- Genre: Variety show
- Developed by: Rosie O'Donnell
- Written by: Seth Rudetsky; Hunter Foster;
- Directed by: Richard Jay-Alexander
- Starring: Rosie O'Donnell; Clay Aiken; Alec Baldwin; Jennifer Cody; Harry Connick Jr.; Gloria Estefan; Kathy Griffin; Jane Krakowski; Liza Minnelli; Alanis Morissette; Ne-Yo; Conan O'Brien;
- Country of origin: United States
- Original language: English

Production
- Executive producers: David Friedman; Rosie O'Donnell;
- Producers: Liza Persky; Alison Sandler;
- Camera setup: Single-camera
- Running time: 60 minutes
- Production companies: KidRo Productions; Universal Media Studios;

Original release
- Network: NBC
- Release: November 26, 2008

Related
- The Rosie O'Donnell Show; The Rosie Show;

= Rosie Live =

Rosie Live is a variety show starring Rosie O'Donnell that aired November 26, 2008 live from New York's Little Shubert Theatre on NBC. It contained singing, dancing, comedy routines and specialty acts. However, poor critical response and ratings doomed the project, and it was unofficially canceled.

==Production==
The show was produced by Universal Media Studios in association with O'Donnell's KidRo Productions. Rosie O'Donnell and David Friedman were the co-executive producers. The show was broadcast live in accordance with O'Donnell's preference for live programming instead of tape.

==Guests==
Ne-Yo and Alanis Morissette were the featured singers. Liza Minnelli and Gloria Estefan performed duets with O'Donnell. The Lombard Twins tap danced. Anti-Gravity performed a spinning act. The special also included performances by Rosie's Broadway Kids and guest appearances by Kathy Griffin, Conan O'Brien, Jane Krakowski, Harry Connick, Jr., Clay Aiken, Rachael Ray and Alec Baldwin.

Jennifer Cody appeared in a skit featuring O'Donnell as "Officer Lockstock" and Cody as "Little Sally", a reference to the off-Broadway show Urinetown. (Cody's husband, Hunter Foster, was in the original cast of Urinetown and was on the writing staff for Rosie Live.)

==Reception==
===Critical response===
The show received almost universally negative reviews from critics.

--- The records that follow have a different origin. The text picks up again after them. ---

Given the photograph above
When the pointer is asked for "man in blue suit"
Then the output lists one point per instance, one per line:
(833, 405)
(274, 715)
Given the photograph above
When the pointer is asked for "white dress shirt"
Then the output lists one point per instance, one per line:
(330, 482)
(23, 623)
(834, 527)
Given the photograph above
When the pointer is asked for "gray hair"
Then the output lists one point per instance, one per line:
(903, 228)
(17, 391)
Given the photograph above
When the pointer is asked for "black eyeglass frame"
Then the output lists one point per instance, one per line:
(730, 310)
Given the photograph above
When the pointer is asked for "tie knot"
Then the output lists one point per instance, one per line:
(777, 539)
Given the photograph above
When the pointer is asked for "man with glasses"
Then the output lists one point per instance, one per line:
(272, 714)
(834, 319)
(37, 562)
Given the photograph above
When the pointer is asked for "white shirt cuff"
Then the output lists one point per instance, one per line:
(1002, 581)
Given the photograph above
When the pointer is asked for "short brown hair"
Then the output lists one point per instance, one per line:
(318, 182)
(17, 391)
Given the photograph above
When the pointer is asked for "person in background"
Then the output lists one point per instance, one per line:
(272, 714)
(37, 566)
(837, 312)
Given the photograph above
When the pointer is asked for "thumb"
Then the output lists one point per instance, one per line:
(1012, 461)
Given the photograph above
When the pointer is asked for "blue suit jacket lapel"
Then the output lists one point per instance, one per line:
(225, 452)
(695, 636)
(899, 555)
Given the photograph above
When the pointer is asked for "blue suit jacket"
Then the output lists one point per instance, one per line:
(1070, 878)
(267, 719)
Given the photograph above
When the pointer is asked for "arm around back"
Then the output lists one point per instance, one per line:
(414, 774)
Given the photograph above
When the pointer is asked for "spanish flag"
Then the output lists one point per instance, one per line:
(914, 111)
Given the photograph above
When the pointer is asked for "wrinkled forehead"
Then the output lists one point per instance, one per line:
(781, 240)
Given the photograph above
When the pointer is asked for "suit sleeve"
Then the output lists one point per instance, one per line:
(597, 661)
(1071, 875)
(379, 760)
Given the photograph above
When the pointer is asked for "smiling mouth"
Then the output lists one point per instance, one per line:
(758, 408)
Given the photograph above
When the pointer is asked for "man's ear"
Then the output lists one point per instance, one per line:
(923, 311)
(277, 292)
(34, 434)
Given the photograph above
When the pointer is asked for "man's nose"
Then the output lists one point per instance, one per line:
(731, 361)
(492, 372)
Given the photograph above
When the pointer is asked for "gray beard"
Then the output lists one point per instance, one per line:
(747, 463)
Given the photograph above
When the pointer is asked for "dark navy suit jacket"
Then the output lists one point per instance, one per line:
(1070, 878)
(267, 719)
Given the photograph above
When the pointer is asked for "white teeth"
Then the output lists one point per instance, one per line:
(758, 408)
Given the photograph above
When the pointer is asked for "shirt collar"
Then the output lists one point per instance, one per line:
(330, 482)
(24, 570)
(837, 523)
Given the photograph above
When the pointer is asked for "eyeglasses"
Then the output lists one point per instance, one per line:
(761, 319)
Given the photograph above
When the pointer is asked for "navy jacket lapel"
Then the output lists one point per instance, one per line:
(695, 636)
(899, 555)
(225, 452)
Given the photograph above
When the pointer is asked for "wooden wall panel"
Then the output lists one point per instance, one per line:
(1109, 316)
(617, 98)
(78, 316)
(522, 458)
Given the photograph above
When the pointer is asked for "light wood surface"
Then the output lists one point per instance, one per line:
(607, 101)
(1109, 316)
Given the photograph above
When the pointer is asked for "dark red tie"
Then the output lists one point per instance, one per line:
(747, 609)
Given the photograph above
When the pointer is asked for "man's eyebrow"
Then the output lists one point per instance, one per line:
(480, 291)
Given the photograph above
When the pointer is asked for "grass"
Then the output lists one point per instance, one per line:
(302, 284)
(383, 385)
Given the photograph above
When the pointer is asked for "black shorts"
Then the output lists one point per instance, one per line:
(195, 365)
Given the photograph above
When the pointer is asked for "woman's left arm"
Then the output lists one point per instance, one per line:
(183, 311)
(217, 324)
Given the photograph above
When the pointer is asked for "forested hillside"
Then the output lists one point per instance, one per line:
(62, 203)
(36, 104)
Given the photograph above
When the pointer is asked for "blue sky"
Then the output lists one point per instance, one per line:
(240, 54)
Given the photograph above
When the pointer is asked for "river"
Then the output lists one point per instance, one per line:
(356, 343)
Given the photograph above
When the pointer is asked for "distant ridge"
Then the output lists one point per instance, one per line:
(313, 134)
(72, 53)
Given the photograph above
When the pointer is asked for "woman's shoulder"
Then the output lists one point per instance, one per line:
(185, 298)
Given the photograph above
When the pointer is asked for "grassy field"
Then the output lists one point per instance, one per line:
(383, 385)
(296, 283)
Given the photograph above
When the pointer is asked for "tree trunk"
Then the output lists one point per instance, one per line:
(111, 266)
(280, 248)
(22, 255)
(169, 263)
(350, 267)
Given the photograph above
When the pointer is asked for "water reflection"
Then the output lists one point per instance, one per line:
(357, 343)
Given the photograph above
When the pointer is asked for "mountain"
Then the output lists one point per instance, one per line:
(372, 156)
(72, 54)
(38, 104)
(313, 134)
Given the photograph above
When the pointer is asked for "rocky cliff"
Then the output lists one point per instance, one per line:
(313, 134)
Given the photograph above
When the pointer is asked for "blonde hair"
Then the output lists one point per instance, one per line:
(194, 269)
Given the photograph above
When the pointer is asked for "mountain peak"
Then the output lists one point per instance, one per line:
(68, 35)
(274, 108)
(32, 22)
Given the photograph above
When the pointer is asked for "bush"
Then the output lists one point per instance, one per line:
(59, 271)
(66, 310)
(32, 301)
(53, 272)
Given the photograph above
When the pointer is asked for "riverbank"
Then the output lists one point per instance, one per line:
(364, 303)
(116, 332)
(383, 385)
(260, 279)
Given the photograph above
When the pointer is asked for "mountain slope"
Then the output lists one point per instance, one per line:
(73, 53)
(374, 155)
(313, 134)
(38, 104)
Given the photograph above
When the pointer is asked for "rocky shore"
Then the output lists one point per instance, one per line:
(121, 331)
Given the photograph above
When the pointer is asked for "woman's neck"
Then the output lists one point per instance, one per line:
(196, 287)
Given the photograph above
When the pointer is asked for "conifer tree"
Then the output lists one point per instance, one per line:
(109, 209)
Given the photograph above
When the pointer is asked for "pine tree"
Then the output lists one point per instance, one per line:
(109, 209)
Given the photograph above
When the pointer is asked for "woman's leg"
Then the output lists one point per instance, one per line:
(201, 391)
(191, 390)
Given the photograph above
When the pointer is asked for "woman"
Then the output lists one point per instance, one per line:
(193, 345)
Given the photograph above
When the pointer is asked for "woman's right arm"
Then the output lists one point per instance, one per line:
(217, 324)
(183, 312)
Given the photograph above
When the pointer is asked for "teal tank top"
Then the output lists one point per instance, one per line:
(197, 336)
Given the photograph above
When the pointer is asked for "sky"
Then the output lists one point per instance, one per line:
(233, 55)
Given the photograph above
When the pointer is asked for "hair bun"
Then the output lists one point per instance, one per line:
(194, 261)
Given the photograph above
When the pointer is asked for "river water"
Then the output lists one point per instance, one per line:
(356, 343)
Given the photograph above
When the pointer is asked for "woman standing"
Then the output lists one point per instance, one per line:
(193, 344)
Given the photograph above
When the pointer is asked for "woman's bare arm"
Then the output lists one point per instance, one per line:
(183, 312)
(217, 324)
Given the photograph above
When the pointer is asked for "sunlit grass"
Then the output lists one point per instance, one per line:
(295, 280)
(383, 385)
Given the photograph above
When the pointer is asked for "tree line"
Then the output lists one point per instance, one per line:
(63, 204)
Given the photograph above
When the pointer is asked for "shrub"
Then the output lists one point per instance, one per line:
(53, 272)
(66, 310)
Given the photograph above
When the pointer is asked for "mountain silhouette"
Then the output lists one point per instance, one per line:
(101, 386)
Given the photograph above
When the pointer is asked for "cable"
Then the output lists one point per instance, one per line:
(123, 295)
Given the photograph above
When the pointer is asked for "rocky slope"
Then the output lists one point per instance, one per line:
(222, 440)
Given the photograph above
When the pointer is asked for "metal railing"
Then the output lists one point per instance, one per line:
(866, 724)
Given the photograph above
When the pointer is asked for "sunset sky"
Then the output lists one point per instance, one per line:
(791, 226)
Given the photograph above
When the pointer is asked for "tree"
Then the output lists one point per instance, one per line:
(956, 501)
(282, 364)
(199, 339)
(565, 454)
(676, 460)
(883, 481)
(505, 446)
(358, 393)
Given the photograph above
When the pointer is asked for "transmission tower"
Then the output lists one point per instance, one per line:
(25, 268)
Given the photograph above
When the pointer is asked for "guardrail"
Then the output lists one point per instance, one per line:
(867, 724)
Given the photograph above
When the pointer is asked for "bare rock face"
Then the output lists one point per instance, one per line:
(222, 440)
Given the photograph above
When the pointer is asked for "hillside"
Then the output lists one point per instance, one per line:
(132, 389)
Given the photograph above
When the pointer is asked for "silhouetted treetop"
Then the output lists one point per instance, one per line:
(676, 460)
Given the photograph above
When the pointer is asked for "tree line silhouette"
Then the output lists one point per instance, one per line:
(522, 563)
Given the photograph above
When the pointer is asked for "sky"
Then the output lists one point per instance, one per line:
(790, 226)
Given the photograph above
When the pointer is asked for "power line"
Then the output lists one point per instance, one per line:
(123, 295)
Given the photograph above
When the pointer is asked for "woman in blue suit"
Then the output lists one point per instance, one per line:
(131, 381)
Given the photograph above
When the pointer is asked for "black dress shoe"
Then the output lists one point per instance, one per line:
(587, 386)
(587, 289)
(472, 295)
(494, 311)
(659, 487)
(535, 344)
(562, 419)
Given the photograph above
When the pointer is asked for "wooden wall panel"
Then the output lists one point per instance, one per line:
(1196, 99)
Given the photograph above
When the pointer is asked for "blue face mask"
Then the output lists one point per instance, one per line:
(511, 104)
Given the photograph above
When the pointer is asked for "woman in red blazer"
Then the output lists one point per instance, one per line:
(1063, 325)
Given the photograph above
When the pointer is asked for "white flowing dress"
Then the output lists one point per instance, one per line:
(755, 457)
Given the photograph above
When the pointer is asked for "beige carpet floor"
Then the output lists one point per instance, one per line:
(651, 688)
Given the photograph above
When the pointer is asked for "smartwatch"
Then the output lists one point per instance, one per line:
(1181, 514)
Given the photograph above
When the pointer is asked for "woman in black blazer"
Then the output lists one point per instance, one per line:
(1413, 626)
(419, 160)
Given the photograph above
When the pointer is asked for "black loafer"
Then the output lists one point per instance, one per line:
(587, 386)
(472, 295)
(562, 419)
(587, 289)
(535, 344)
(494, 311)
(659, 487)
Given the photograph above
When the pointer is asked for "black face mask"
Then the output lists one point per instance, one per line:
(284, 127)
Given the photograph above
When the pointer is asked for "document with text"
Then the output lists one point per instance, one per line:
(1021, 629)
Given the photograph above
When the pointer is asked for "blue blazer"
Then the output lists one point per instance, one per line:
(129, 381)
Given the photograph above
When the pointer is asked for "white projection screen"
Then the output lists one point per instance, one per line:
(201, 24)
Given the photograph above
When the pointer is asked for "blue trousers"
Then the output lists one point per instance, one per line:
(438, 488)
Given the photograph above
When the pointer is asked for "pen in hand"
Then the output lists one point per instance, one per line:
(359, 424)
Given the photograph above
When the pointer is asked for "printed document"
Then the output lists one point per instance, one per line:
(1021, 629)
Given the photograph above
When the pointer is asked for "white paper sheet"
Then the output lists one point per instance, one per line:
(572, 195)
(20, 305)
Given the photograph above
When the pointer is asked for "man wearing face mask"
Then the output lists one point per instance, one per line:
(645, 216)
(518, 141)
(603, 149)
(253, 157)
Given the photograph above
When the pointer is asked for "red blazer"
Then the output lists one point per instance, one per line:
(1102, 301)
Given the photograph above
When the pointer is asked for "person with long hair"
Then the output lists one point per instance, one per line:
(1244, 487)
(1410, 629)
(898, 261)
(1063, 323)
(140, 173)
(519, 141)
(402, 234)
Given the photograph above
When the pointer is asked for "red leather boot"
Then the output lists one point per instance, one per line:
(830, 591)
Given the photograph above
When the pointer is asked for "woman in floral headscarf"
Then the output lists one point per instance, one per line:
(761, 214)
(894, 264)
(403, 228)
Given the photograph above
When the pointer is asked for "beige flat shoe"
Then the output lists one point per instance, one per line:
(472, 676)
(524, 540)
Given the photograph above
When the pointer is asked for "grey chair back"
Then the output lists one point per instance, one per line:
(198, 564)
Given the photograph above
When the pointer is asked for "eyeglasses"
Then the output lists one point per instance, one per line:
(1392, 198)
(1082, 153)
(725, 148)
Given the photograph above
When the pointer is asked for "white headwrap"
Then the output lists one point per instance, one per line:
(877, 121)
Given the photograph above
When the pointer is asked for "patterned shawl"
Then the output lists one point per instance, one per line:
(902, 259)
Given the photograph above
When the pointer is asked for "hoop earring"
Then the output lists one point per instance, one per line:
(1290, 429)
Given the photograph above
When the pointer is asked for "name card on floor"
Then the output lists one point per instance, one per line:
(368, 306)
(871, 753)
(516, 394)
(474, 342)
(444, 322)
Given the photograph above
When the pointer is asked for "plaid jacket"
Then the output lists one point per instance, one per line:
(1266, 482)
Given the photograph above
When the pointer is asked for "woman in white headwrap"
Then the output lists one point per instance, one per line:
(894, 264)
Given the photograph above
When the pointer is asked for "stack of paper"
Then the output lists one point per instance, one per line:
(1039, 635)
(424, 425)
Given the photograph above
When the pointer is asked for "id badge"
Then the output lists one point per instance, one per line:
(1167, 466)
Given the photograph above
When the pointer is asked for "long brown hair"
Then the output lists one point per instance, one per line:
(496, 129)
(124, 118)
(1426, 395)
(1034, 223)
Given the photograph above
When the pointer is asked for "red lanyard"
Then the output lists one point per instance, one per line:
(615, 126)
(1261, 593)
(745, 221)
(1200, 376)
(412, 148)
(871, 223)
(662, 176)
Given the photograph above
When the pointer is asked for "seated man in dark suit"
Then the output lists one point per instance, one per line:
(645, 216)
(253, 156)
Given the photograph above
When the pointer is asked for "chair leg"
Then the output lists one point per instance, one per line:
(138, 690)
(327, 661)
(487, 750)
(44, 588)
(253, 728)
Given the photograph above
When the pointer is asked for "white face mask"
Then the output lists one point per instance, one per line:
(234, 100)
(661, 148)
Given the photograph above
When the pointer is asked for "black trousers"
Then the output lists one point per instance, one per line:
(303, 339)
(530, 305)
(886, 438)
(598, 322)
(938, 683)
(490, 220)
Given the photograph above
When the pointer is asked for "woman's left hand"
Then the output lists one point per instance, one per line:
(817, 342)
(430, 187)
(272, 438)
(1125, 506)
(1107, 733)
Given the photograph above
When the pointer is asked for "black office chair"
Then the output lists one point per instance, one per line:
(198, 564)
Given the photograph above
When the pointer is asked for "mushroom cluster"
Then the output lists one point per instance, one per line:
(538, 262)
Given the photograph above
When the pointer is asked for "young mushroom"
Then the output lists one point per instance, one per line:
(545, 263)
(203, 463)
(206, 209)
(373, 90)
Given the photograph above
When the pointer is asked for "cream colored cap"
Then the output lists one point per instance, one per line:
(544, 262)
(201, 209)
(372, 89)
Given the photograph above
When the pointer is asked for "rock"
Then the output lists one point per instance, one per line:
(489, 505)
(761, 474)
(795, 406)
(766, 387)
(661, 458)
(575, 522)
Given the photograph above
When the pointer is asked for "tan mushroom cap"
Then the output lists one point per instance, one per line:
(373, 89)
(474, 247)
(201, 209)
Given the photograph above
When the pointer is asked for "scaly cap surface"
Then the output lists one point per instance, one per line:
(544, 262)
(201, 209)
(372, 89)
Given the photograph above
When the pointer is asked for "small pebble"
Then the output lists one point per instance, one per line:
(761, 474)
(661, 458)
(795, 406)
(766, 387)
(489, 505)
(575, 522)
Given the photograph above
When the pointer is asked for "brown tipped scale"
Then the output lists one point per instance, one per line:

The Los Angeles Times critic Mary McNamara wrote, "For those of us who are, and remain, Rosie fans, who think The View will never quite recover from her departure, who think her desire to resurrect the variety show was, and is, a great idea, disappointment does not even begin to describe it." TV Guide critic Matt Roush panned the show as "dead on arrival," while Variety wrote "If Rosie O'Donnell and company were consciously determined to strangle the rebirth of variety shows in the crib, they couldn't have done a better job of it than this pre-holiday turkey."

===Ratings===
The program finished in third place in its time slot, ahead of ABC and The CW but behind Fox and CBS.

| Episode Number | Episode | Rating | Share | Rating/Share (18-49) | Viewers (millions) | Rank (Night) | Rank (Overall) |
|---|---|---|---|---|---|---|---|
| 1 | "Special/Pilot" | 3.5 | 6 | 1.2/4 | 5.25 | #3 | #11 |

==Cancellation==
Initial plans were to, if the show had been successful, use the special as a pilot episode for a series of new Rosie Live episodes beginning January 2009, which would have made it the first traditional variety show to air as a regular series in the United States since The Wayne Brady Show in 2001, and the first on NBC since Marie and the infamous Pink Lady and Jeff in 1980. However, Rosie Live did not return due to poor ratings.